Tenía doña Grannonia de Aprano gran juicio, pero su hijo Vardiello era el más simplón de todo Nápoles. Pese a ello, y porque los ojos de una madre están encantados y trasvén, sentía la mujer por su retoño un amor tan grande, que todo se lo disculpaba siempre; continuamente lo amparaba y lo lisonjeaba como si fuera la criatura más perfecta del mundo.

Doña Grannonia tenía una gallina clueca que estaba incubando a sus polluelos y en ellos había puesto la buena mujer muchas esperanzas para sacar algún beneficio.

Un día, que tenía que ausentarse de casa para resolver diversos asuntos, llamó a su hijo y le dijo:

—Preciosura de mamá, escúchame bien, no pierdas de vista a la gallina, y si se levanta para picotear, la haces volver al nido sin tardanza, de lo contrario, los huevos se enfriarán y no darán pollitos.

—Déjamelo a mí —dijo Vardiello— que no hablas con un sordo.

—Otra cosa —añadió la madre señalando un bote— ni se te ocurra comer lo que hay en ese tarro, que es una cosa muy venenosa y estirarías la pata.

—¡Ni mirarlo! —respondió Vardiello— Bien has hecho en avisarme, pues, la verdad es que me parecieron nueces confitadas.

Se marchó la madre dejando a Vardiello solo, y él, que se aburría, se fue al huerto a hacer agujeros en el suelo. Estaba en lo mejor de la faena, cuando levantó la vista y vio que la gallina había abandonado su nido, por lo que se puso a gritar:

—¡Tita, tita, tita! ¡Vuelve al nido!

Pero la clueca ni caso y Vardiello, viendo que la gallina tenía cruce con borrico, la emprendió a zapatazos con ella. Después, le lanzó su gorra y, finalmente, un bastón, que la alcanzó de pleno y la dejó frita.

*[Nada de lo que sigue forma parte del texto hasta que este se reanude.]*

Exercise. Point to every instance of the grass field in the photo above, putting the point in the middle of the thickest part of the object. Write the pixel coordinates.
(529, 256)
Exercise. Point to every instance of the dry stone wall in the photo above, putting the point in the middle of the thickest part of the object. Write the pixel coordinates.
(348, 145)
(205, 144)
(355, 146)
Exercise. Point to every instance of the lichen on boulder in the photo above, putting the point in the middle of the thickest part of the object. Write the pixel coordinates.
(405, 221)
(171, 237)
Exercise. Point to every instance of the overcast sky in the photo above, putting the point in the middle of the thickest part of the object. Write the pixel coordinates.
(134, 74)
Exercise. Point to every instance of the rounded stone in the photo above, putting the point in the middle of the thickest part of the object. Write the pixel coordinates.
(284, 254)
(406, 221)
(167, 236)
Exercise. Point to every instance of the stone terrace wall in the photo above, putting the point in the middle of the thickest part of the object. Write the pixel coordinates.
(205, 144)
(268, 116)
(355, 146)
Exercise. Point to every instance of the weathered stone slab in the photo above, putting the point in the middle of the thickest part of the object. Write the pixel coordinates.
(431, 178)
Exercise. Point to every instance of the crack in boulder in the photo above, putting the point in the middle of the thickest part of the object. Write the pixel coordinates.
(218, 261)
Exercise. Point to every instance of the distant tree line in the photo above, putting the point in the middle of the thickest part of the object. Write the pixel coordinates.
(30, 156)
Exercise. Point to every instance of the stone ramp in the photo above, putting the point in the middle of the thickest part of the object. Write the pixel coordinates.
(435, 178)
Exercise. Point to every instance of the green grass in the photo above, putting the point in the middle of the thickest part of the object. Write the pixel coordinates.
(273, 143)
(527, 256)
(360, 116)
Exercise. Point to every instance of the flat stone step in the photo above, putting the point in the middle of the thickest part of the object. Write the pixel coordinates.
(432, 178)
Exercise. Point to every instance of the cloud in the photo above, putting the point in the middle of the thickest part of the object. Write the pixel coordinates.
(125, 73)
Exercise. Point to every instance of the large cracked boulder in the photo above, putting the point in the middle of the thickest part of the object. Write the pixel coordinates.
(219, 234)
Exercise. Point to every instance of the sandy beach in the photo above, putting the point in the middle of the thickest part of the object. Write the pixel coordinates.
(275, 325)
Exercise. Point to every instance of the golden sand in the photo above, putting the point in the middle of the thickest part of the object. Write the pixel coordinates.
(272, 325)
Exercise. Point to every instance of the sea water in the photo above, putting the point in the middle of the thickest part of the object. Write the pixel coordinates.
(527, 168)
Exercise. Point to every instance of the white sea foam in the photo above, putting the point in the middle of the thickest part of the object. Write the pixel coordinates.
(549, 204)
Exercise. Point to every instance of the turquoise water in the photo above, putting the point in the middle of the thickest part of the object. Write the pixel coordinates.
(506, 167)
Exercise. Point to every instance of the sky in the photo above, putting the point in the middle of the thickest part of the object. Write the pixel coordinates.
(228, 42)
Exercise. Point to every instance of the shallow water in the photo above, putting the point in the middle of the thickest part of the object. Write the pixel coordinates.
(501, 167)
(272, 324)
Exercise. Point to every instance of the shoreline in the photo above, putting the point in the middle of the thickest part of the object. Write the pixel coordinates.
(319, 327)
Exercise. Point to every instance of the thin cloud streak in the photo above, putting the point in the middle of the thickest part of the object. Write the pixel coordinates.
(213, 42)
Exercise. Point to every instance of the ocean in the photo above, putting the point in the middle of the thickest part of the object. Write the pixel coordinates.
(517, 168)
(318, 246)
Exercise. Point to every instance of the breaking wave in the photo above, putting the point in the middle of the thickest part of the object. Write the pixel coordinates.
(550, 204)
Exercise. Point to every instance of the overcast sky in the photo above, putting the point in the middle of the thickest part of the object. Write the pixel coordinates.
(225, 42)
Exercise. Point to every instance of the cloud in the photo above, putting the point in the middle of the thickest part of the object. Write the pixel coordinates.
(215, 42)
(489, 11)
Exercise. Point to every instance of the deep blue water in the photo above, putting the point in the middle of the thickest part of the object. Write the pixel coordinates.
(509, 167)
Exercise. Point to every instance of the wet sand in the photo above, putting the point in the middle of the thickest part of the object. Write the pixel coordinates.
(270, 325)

Vardiello, al ver tal desaguisado, pensó en remediar el daño y para que los huevos no se enfriasen, se bajó los pantalones y se sentó en del nido; pero calculó mal la distancia, cayó con demasiada fuerza e hizo una tortilla. Cuando vio la escabechina, pensó en estrellarse contra la pared, pero oyendo que el estómago le rugía, se decidió a desplumar la clueca, la espetó en un asador, encendió una gran hoguera y la asó. Cuando vio que estaba casi lista, para hacerlo todo como es debido, extendió un precioso mantel y tomó un jarro para bajar a la bodega a buscar un poco de vino.

Justo lo estaba escanciando, cuando oyó un guirigay por la casa y, espantado, vio que un gatazo se había apoderado de la clueca, incluido el espetón, y que otro gatazo lo perseguía, reclamando con fieros maullidos su parte. Vardiello se lanzó, cual león furioso, en persecución de los gatos y, con las prisas, dejó abierto el cañito del barrilejo.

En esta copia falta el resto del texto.